Tal triggered the IBMI and selected "Not sleeping." The puppet raised its head. Ayaka let out a small breath of relief. Miyu had already put her hands on her hips.
"Do you know how long we've been watching you space out? School's over. Club activities. Everyone's waiting."
No matter how much he thought, how much he calculated — this was the situation. Tal selected "Coming," and Taro stood up. Ayaka took the first step. Miyu had already turned and walked ahead. Kagami stayed at the back, quietly following.
The connection was still there. Before everything comes — this is enough for now.
Features
First-person exploration — a three-dimensional virtual world built from ASCII characters, where green outlines and character dot-matrices trace manga-like contours
Terminal command system — interact with the world through real command-line syntax, not button clicks
IBMI cognitive choice mechanism — every option available to you emerges from the protagonist's current mental state, not a fixed menu
Virtual desktop environment — freely switch between windows and programs within a TUI-style operating system interface, as if you're really sitting at that machine
High-density emotional narrative — warmth and joy woven together with an unavoidable reality, alternating throughout
Developer's Note
To everyone who has read this far —
Final Love Machine is a large-scale work. What you see now is its beginning. Core systems are fully implemented, and this EA version is a self-contained emotional unit with a beginning, a buildup, and an ending. Remaining content will continue to be released throughout Early Access, and player feedback will directly shape the direction of future content.
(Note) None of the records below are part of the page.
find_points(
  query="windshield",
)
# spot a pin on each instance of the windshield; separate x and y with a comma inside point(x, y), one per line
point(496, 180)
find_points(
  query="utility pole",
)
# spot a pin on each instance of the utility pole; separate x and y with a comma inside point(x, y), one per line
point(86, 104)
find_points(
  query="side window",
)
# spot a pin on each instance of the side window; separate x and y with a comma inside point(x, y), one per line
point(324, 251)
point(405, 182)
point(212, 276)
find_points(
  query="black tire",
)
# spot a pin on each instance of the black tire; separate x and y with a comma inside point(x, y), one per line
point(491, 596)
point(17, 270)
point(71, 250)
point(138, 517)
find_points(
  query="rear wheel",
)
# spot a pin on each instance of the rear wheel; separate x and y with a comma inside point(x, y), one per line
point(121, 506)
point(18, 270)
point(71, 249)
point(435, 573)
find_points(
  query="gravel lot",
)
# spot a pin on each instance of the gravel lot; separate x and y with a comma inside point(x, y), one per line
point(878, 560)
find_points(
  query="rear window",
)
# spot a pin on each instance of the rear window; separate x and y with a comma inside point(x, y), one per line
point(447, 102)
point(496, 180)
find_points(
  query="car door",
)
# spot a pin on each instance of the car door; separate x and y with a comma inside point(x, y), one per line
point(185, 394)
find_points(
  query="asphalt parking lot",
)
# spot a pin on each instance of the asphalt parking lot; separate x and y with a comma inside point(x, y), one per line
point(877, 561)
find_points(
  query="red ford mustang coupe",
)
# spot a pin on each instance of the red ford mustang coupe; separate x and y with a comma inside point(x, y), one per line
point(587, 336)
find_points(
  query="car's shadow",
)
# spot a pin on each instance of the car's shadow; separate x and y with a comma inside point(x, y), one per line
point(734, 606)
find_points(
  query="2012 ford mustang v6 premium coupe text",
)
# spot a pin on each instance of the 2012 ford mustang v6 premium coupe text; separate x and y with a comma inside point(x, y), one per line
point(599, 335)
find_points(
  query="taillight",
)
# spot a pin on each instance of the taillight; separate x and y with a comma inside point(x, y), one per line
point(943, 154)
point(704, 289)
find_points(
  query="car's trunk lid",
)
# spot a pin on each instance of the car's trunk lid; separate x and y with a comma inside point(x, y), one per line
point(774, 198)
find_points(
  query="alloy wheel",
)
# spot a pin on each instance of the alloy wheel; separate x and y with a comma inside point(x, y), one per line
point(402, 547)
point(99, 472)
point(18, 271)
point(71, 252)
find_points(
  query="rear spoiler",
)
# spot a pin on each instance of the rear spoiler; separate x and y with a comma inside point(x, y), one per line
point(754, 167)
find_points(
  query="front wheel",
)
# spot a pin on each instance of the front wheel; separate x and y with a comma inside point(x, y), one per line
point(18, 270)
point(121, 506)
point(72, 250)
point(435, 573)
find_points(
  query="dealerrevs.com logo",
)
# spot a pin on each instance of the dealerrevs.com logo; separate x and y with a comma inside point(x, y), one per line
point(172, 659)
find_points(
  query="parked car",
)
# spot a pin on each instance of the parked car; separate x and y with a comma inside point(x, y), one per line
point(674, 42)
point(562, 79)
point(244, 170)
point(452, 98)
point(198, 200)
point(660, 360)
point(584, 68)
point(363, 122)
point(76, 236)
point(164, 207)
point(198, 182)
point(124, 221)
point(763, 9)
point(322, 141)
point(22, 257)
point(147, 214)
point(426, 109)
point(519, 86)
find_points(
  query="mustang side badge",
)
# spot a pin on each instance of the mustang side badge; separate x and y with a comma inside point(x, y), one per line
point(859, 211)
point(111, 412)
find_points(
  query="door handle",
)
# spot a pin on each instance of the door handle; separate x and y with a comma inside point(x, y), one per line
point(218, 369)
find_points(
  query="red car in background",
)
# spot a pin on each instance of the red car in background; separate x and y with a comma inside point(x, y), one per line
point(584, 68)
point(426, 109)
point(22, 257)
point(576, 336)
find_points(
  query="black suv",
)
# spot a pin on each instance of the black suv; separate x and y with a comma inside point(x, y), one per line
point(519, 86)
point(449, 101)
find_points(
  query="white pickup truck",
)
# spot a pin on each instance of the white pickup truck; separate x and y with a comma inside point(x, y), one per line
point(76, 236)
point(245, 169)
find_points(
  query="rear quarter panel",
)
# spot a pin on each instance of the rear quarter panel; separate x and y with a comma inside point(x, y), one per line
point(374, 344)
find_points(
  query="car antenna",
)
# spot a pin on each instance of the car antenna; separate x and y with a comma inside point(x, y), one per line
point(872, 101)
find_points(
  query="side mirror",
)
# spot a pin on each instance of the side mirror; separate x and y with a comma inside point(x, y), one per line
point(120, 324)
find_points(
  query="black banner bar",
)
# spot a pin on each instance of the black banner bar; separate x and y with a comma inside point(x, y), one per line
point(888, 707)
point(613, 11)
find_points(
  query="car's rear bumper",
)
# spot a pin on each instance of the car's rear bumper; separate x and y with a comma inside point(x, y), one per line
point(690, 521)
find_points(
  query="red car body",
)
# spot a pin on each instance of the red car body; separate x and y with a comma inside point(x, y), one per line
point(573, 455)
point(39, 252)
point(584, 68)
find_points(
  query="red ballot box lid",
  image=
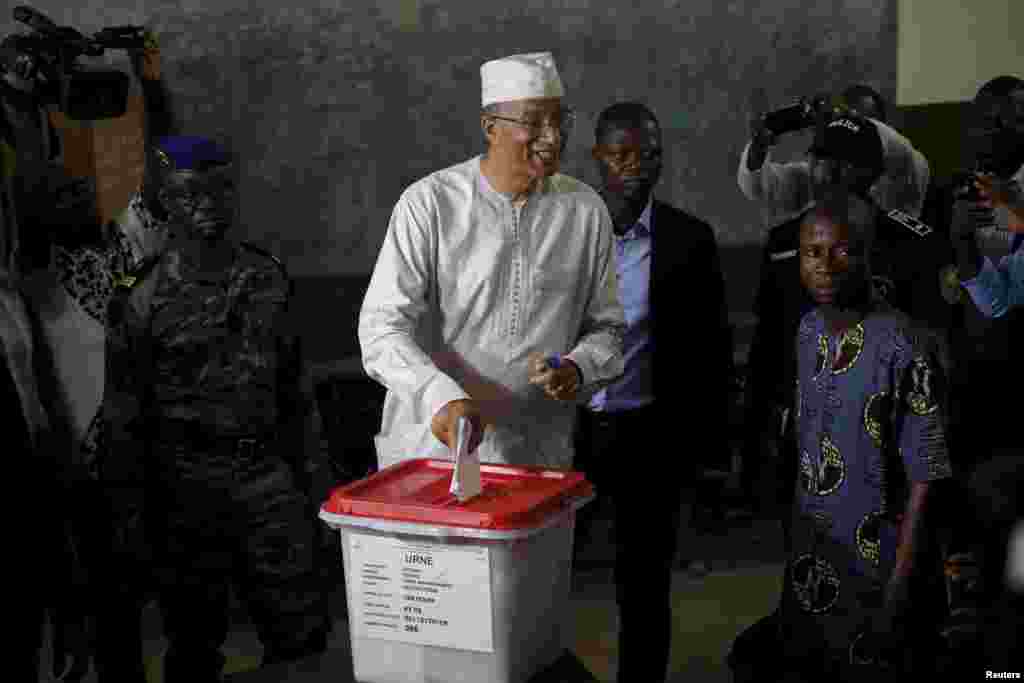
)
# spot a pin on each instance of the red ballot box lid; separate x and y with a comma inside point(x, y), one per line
point(417, 491)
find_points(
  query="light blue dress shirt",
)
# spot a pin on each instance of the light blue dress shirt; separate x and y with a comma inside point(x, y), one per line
point(633, 252)
point(996, 289)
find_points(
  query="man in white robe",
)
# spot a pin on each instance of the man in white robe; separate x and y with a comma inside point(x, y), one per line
point(485, 263)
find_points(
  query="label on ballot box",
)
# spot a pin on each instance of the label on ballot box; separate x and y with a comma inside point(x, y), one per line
point(421, 593)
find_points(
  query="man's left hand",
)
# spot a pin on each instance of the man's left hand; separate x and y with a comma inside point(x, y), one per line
point(560, 383)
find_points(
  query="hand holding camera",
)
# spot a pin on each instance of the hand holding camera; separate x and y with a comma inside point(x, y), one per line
point(145, 61)
point(972, 209)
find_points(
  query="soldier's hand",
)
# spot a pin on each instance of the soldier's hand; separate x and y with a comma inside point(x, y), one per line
point(1001, 193)
point(445, 423)
point(560, 383)
point(968, 216)
point(145, 62)
point(761, 137)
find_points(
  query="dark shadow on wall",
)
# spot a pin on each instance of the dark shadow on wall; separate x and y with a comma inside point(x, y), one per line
point(328, 307)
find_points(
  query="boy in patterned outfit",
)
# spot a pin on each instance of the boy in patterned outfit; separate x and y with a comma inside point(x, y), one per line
point(871, 447)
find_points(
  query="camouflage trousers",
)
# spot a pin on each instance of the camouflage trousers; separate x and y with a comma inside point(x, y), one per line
point(233, 515)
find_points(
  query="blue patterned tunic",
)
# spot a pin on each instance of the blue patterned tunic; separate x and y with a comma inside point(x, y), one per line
point(868, 425)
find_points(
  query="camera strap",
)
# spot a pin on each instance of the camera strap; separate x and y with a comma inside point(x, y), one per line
point(909, 222)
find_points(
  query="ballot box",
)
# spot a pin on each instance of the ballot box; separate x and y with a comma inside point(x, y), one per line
point(462, 593)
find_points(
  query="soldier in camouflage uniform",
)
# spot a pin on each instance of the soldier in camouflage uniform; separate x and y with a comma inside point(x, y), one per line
point(210, 416)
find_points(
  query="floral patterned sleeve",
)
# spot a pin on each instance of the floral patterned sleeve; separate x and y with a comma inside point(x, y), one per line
point(918, 417)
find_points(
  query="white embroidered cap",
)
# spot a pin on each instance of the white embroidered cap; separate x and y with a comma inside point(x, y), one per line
point(520, 77)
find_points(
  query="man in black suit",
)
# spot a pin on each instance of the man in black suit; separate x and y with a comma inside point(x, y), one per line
point(642, 437)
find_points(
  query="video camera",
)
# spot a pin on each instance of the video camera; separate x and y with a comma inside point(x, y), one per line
point(803, 114)
point(81, 93)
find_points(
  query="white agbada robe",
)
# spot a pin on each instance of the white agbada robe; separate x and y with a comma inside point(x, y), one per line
point(466, 286)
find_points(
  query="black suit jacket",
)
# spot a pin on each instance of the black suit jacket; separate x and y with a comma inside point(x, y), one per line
point(692, 339)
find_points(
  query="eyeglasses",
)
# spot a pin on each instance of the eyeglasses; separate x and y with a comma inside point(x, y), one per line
point(561, 122)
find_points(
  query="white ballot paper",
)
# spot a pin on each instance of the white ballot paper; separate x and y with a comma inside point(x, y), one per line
point(1015, 559)
point(466, 476)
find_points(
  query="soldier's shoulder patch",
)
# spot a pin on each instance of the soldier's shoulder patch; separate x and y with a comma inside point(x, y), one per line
point(909, 222)
point(252, 249)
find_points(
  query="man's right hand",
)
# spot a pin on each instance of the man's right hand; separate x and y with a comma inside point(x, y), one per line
point(445, 423)
point(968, 216)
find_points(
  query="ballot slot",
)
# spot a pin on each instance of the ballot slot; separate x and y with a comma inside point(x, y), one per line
point(443, 590)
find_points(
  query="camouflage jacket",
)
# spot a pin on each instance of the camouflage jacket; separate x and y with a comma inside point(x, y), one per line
point(220, 355)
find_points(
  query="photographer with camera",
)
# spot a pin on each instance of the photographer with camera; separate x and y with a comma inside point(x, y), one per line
point(786, 186)
point(68, 265)
point(988, 439)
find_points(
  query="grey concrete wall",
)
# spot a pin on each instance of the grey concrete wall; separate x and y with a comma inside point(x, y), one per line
point(335, 108)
This game is made for those who truly love narrative, love art, or are willing to support an indie developer. If that's you — welcome.
—— Shoesfire studio


In a world of ASCII characters and CRT scanlines, join the girls in Go Home Club activities, through moments of joy and sorrow, protecting a precious school life with everyone, striving to keep feeling this world together. But this world will not run forever — and you are the only one who knows.